In the mid-1980s, the era of hostile takeovers and junk-bond mania, Wall Street's movers and shakers loved to fly the Concorde. They'd hurtle between New York and London, planning the next big deal. In the mid-1990s, the era of Internet capitalism and IPO fever, different people are calling the shots — and they frequent a different flight. So fasten your seat belt, cover up that gravy stain on your corporate-logoed polo shirt, and take a flight on the Nerd Bird.
Twice a day Monday through Thursday, and three times a day on Friday, American Airlines operates the only non-stop flight between Austin, Texas and San Jose, California — the world's two leading centers of semiconductor manufacturing and software development. The three-and-one-half hour, 1,471 mile-long flights are crowded — and always overbooked. Talk about frequent flyers! Advanced Micro Devices (AMD), the semiconductor giant with headquarters in Silicon Valley and big factories in Texas, generates more than 20,000 trips per year on the Nerd Bird.
For the engineers, salespeople, and executives with Dell, Texas Instruments, IBM, Motorola, Intel, Schlumberger, and all the other companies living at both ends of the digital pipeline between Texas and California, the Nerd Bird is the commuter flight of choice and a natural extension of the workplace. It boasts perhaps the highest laptop-per-person ratio in the airline industry. As one flight attendant complained, "People are so busy working on their laptops, I can barely get the meal service done!" It's also a strangely quiet flight. "I can't talk about confidential stuff on-board this tube," explains Chris Lewis, a sales manager for Applied Materials. "All my competitors are here too!"

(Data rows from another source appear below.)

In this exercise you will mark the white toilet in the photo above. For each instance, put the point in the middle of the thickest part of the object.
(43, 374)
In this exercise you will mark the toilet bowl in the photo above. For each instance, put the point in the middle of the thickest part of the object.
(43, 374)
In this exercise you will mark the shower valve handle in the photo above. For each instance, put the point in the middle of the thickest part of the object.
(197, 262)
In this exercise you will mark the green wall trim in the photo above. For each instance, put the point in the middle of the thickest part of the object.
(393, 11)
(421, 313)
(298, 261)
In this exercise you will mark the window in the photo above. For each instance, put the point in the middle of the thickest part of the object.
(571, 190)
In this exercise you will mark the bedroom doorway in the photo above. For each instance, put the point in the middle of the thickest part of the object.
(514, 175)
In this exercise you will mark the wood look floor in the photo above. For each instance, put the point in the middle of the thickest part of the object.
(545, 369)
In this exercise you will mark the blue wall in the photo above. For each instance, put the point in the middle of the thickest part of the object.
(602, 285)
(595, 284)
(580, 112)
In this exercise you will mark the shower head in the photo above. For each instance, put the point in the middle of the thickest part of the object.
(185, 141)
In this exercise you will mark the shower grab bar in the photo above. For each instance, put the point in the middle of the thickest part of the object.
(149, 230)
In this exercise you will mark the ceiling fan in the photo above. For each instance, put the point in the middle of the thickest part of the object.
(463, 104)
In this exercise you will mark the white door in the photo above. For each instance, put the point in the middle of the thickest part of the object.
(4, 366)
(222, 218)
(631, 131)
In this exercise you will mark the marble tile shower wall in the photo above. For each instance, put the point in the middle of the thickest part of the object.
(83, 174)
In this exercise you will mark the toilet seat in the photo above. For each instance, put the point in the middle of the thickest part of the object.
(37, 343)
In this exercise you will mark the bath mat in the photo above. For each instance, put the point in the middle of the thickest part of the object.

For "Fast Company," the Nerd Bird offered an up-close look at the habits and culture of the flying nerd — including digital celebrities such as computer entrepreneur Michael Dell, chip czar Andy Grove, and spook-turned-technowizard Bobby Ray Inman. We recently took a round-trip flight from Texas to California and handed out hundreds of questionnaires to the jet-propelled propeller-heads. Here's the hard data — and the digital dish — on what we found.
Nerds know who they are even if they don't admit it.
Data: 60% of survey respondents said they know the flight is called the Nerd Bird and 35% admit they're nerds. 37% said they were in denial about being nerds.
Dish: We asked one passenger if he was a nerd. "I carry a differential-equations problem solver and a periodic table in my wallet," he replied. "What do you think?"
Nerds like to play with new toys.
Data: 75% said they carry a laptop, 56% said they carry a pager, 52% said they carry a cell-phone, 12% said they carry a personal digital assistant. Only one person carries a slide rule, and only one wears a pocket protector
Dish: A Nerd Bird regular remembers the first time someone on the flight opened up IBM's "butterfly" ThinkPad : "The computer immediately sparked a conversation with this guy's neighbor. By the end of the flight the laptop had been passed all around the plane."
Nerds fly in formation — and know how to have fun (sort of).
Data: 35% said they take the Nerd Bird at least once every two weeks, and 31% said they take it once a month. 58% have a favorite seat. Working on their laptop is the favorite inflight activity for 35%; no one admitted to playing computer games during the flight.
Dish: What's the most fun you've had on the Nerd Bird? "I finished coding a completely dynamically generated, data-driven Web site," boasts one Nerd. What does he do when he's not having fun in the air? "I work on the configuration of massively parallel computing systems."
The Experts Speak : 4 Ways to Tell Your Friend is a Nerd.
1. "His electronic toys cost more than his car."
2. "She spends more time on the Web than watching TV."
3. "He doesn't know the difference between Clinton and Dole, but can define nanosecond, megahertz, and gigabit."
4. "Want to see my 'Nerd Pride' pocket protector?"
A version of this article appeared in the Dec 1996/Jan 1997 issue of Fast Company magazine.